Sergey Klimov
Novel immunohistochemistry-based signatures to predict metastatic site of triple-negative breast cancers
Klimov, Sergey; Rida, Padmashree C.G.; Aleskandarany, Mohammed A.; Green, Andrew R.; Ellis, Ian O.; Janssen, Emiel A.M.; Rakha, Emad A.; Aneja, Ritu
Authors
Padmashree C.G. Rida
Mohammed A. Aleskandarany
ANDREW GREEN ANDREW.GREEN@NOTTINGHAM.AC.UK
Associate Professor
Ian O. Ellis
Emiel A.M. Janssen
EMAD RAKHA Emad.Rakha@nottingham.ac.uk
Professor of Breast Cancer Pathology
Ritu Aneja
Abstract
Background: Although distant metastasis (DM) in breast cancer (BC) is the most lethal form of recurrence and the most common
underlying cause of cancer related deaths, the outcome following the development of DM is related to the site of metastasis.
Triple negative BC (TNBC) is an aggressive form of BC characterised by early recurrences and high mortality. Athough multiple
variables can be used to predict the risk of metastasis, few markers can predict the specific site of metastasis. This study aimed at
identifying a biomarker signature to predict particular sites of DM in TNBC.

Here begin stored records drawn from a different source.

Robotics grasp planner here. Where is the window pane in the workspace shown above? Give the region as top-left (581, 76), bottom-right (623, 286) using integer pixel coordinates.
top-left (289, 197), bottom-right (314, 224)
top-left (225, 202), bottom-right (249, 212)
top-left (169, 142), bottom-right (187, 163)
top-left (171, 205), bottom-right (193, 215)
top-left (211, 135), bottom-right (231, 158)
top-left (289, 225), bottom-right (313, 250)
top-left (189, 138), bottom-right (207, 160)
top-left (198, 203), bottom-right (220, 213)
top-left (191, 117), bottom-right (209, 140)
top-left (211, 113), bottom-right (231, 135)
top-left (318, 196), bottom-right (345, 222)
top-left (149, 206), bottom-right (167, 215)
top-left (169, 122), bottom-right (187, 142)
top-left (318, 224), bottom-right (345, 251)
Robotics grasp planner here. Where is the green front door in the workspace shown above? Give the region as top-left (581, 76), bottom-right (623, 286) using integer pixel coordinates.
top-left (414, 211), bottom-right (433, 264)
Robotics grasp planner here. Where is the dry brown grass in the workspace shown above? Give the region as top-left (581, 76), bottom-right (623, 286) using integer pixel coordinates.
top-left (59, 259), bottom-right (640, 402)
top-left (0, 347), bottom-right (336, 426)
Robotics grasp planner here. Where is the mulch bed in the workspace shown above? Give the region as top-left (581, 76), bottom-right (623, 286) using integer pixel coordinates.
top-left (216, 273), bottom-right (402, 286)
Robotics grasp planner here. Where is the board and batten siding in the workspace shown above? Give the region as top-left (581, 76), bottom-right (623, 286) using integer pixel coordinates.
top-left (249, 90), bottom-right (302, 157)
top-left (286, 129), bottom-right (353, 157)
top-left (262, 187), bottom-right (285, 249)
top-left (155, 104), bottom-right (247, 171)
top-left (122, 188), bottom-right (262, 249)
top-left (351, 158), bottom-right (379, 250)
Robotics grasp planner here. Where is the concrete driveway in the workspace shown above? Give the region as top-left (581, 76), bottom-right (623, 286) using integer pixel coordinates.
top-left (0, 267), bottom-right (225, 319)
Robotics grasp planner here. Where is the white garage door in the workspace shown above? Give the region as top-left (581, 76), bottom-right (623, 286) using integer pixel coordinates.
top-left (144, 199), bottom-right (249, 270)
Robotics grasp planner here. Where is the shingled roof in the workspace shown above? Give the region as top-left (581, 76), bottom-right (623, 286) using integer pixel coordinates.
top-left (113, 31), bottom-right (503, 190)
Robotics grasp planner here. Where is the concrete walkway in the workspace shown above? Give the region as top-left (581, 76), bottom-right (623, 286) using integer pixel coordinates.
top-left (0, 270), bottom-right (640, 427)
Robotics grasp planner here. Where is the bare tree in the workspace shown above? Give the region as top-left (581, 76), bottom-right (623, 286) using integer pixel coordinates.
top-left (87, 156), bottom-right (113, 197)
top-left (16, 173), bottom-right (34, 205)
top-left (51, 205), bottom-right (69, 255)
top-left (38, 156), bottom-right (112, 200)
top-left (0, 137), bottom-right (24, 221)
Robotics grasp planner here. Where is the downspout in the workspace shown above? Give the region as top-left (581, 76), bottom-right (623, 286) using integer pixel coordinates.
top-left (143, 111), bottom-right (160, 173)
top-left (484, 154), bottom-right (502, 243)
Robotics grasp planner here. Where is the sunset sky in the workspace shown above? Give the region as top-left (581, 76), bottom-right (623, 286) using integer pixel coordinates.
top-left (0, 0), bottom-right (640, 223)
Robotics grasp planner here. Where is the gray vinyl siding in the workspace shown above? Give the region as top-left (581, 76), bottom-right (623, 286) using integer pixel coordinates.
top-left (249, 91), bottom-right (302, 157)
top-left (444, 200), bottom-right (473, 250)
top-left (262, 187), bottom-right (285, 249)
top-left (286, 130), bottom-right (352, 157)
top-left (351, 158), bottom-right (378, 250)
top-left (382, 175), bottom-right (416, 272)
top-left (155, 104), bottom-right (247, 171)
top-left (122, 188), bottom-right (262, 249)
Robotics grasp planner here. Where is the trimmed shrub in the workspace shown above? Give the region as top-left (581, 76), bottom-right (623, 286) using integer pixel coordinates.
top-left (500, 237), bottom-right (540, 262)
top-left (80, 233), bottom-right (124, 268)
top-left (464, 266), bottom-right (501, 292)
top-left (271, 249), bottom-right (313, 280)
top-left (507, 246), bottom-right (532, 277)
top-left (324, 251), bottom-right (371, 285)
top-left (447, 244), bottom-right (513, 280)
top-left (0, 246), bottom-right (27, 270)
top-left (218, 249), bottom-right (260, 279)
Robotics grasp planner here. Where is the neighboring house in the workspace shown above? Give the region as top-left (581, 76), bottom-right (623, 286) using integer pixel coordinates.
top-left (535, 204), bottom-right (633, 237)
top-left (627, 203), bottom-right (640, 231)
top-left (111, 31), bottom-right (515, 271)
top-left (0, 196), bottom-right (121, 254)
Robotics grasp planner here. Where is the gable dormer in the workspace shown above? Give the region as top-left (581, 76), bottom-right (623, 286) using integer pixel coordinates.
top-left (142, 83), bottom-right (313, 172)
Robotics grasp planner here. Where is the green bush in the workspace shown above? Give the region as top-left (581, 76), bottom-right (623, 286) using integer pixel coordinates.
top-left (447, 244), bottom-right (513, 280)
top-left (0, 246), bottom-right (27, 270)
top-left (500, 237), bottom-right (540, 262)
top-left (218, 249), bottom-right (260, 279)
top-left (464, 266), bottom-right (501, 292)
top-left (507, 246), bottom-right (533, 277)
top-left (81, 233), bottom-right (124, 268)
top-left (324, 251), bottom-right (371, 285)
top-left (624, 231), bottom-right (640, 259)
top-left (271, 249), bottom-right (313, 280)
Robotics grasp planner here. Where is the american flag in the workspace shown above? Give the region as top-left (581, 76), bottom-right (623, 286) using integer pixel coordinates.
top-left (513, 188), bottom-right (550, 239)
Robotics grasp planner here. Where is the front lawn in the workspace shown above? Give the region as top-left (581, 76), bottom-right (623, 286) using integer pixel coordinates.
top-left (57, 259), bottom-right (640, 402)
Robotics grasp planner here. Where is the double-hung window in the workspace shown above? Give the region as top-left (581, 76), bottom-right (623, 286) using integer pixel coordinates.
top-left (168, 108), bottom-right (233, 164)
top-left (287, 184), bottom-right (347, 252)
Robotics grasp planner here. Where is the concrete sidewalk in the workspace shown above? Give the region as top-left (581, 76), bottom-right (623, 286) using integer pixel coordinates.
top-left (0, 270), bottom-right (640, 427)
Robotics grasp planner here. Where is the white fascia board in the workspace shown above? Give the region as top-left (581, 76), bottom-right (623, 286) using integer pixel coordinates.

Methods: A clinically annotated series of 322 TNBC were immunohistochemically stained with 133 biomarkers relevant to BC, to
develop multibiomarker models for predicting metastasis to the bone, liver, lung and brain. Patients who experienced metastasis
to each site were compared with those who did not, by gradually filtering the biomarker set via a two-tailed t-test and Cox
univariate analyses. Biomarker combinations were finally ranked based on statistical significance, and evaluated in multivariable
analyses.
Results: Our final models were able to stratify TNBC patients into high risk groups that showed over 5, 6, 7 and 8 times higher risk
of developing metastasis to the bone, liver, lung and brain, respectively, than low-risk subgroups. These models for predicting
site-specific metastasis retained significance following adjustment for tumour size, patient age and chemotherapy status.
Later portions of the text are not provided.